Oligonucleotide site-directed mutagenesis in Xenopus egg extracts.

Addition of M13mp18 single-stranded DNA annealed with an oligonucleotide to a Xenopus egg extract results in a rapid and efficient incorporation of the oligonucleotide in a complete double-stranded supercoiled molecule. Both the efficiency of DNA synthesis and the recovery of complete double-stranded molecules are increased relative to the reaction carried out by the classical technique using the E. coli Klenow DNA polymerase, DNA ligase, dNTPs, ATP and ions. Site specific mutagenesis was assayed by reverting a point mutation in the lacz region of M13mp18. The color assay described by Messing and sequencing of the DNA extracted from isolated plaques was used to check for the reversion.
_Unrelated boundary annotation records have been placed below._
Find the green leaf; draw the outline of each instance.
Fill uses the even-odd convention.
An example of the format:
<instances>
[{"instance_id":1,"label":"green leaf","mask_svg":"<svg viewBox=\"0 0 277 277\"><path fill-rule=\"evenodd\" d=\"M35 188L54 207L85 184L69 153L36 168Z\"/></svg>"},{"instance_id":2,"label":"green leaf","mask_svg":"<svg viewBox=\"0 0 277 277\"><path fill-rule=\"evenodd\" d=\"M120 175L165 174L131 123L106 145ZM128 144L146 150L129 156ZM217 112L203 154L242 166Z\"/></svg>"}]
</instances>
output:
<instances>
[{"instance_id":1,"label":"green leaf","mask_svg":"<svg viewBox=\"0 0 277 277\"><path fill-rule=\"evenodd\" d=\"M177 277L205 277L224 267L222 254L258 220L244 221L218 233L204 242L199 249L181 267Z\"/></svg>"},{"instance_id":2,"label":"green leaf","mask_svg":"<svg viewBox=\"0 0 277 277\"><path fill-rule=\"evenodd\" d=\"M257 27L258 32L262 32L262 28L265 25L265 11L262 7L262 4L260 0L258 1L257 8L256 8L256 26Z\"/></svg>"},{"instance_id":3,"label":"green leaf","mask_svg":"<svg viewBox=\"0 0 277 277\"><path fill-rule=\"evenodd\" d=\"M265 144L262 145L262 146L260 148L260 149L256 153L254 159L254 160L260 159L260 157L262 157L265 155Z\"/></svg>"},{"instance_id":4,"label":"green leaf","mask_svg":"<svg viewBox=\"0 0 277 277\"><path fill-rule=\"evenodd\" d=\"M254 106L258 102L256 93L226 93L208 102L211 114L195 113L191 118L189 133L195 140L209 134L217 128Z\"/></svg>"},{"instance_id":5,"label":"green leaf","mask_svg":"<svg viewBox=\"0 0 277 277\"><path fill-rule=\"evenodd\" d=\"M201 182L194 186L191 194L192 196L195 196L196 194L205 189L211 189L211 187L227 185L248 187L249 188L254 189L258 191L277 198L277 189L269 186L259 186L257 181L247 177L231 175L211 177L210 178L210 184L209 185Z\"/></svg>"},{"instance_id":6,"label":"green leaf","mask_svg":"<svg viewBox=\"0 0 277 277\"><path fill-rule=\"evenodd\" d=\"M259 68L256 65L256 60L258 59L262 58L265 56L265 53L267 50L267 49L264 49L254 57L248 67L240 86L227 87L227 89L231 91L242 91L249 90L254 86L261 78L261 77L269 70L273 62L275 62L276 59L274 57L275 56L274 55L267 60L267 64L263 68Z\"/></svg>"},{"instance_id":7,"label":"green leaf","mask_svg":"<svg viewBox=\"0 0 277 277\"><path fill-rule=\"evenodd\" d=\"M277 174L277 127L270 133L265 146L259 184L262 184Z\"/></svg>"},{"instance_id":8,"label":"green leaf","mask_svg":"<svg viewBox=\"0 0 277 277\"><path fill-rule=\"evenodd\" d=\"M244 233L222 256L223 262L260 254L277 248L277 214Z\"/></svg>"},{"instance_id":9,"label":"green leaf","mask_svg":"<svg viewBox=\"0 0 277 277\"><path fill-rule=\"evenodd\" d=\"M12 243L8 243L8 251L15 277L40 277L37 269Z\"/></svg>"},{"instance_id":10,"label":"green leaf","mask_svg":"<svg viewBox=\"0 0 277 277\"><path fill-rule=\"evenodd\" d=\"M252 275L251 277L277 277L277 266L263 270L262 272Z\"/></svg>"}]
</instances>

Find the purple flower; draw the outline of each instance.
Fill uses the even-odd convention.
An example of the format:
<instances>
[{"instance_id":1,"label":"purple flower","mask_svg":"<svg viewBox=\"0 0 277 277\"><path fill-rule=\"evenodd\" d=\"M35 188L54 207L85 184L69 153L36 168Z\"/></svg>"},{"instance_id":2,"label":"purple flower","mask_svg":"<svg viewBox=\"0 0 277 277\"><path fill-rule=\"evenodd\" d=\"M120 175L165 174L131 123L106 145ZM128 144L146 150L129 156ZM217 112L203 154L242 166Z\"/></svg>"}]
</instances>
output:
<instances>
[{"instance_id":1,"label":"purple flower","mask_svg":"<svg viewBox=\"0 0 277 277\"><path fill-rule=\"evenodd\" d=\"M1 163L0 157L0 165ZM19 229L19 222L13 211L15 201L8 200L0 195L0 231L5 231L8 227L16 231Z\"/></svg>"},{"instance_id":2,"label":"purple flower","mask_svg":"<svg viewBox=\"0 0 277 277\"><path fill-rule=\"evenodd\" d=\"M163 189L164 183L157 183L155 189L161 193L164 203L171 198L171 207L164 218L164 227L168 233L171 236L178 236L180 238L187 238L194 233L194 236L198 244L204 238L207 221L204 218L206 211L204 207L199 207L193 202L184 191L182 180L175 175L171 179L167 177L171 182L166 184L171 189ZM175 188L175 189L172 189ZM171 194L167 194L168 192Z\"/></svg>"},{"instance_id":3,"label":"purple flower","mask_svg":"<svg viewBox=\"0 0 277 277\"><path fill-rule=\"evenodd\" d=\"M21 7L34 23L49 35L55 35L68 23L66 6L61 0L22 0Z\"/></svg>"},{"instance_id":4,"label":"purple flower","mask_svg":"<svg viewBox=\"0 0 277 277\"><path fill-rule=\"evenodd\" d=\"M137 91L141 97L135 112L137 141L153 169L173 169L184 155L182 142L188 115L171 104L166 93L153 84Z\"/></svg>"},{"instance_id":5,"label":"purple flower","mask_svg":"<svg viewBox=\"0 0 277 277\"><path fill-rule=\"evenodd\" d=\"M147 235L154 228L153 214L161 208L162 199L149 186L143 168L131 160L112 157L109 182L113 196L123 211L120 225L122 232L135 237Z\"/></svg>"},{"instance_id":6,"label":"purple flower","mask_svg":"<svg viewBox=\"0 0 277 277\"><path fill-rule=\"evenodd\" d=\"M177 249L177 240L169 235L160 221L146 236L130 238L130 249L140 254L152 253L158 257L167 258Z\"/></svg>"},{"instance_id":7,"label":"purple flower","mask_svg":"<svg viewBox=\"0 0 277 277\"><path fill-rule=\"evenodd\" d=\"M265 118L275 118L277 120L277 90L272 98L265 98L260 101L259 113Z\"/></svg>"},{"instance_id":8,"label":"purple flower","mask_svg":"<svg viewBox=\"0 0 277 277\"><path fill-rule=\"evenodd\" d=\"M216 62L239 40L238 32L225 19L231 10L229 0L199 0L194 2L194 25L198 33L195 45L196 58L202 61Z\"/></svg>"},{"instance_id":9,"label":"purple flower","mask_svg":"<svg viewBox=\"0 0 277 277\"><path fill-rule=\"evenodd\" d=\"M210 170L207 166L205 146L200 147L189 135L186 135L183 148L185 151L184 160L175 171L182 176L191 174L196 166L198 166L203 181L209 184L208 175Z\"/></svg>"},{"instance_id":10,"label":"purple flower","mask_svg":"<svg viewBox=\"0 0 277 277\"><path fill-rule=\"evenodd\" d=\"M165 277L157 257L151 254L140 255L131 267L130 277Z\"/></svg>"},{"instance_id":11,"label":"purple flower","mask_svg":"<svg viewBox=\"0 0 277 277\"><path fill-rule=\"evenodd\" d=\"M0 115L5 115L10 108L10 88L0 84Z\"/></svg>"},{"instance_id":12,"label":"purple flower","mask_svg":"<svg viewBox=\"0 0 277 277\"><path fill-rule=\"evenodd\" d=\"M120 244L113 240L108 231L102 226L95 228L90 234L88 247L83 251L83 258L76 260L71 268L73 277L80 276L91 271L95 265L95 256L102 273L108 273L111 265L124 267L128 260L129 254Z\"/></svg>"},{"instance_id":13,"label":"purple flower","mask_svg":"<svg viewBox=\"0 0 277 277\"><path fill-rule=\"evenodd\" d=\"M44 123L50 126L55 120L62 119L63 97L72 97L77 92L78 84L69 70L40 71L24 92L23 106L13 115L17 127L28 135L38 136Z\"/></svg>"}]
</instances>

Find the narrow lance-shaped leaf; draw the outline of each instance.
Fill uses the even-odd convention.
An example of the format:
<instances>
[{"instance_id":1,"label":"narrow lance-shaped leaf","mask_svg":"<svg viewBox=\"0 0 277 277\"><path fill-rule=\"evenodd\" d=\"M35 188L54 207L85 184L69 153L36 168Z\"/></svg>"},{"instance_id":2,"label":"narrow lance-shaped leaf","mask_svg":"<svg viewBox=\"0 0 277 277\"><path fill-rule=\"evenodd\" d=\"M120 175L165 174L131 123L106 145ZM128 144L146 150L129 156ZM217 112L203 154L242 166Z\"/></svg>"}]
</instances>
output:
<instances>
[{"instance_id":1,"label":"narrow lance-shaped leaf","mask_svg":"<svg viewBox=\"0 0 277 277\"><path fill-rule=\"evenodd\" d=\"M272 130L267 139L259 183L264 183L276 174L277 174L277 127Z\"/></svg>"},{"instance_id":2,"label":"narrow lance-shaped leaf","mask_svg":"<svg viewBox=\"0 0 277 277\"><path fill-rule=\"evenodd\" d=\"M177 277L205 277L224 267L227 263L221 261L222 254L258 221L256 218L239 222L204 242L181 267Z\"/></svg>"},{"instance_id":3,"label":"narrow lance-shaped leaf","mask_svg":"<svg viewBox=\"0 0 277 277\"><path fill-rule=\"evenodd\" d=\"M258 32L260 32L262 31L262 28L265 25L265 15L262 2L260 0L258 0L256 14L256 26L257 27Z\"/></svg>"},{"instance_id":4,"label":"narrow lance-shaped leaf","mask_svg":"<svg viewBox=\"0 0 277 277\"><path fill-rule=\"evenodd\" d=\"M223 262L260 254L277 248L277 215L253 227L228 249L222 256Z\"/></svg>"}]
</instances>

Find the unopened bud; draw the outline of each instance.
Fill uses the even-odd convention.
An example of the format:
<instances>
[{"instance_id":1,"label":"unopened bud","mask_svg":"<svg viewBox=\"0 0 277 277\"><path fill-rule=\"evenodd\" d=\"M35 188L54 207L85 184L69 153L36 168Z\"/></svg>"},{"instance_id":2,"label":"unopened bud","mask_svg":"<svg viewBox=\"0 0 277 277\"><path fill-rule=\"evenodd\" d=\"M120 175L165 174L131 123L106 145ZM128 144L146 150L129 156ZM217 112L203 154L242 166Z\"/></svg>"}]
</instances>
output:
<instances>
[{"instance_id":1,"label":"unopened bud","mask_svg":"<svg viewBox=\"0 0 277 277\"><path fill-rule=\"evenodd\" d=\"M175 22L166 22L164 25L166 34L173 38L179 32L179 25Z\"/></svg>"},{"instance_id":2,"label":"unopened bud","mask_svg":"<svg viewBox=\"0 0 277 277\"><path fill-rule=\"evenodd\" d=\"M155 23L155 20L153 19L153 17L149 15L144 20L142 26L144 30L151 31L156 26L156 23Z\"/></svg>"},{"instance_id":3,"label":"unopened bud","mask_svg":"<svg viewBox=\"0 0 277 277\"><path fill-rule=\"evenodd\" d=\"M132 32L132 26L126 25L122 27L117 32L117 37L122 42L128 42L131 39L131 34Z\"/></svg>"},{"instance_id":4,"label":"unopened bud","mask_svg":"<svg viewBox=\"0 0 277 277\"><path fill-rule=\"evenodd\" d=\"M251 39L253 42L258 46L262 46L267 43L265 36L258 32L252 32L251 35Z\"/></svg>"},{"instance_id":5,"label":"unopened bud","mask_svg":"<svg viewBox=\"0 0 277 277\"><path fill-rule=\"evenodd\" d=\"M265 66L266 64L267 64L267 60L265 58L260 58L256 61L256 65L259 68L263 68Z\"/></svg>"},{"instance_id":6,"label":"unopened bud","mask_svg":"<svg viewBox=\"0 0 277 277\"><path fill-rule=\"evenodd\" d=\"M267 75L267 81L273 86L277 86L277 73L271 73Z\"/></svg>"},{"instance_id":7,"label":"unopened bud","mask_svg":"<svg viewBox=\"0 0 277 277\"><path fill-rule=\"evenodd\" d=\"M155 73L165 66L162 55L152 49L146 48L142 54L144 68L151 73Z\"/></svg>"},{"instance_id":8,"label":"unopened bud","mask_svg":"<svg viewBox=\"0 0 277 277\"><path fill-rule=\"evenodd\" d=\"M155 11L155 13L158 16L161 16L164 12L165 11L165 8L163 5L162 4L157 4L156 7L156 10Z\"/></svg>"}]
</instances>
A 2 hr incubation of the heteroduplex carrying the mutagenic oligonucleotide in the Klenow-ligase-dNTP mixture allows a recovery of 6% mutant phage after transformation of competent cells with the reaction products. Using the Xenopus egg extract, 83% mutant phage were recovered after the same incubation time, in reactions entirely performed in parallel. The Xenopus extract is stable and contains all components required for the assay, including all ionic and protein factors; thus the only addition is the annealed DNA. Such an eukaryotic system is therefore an attractive alternative to the reconstituted prokaryotic DNA polymerase-DNA ligase system for site specific mutagenesis.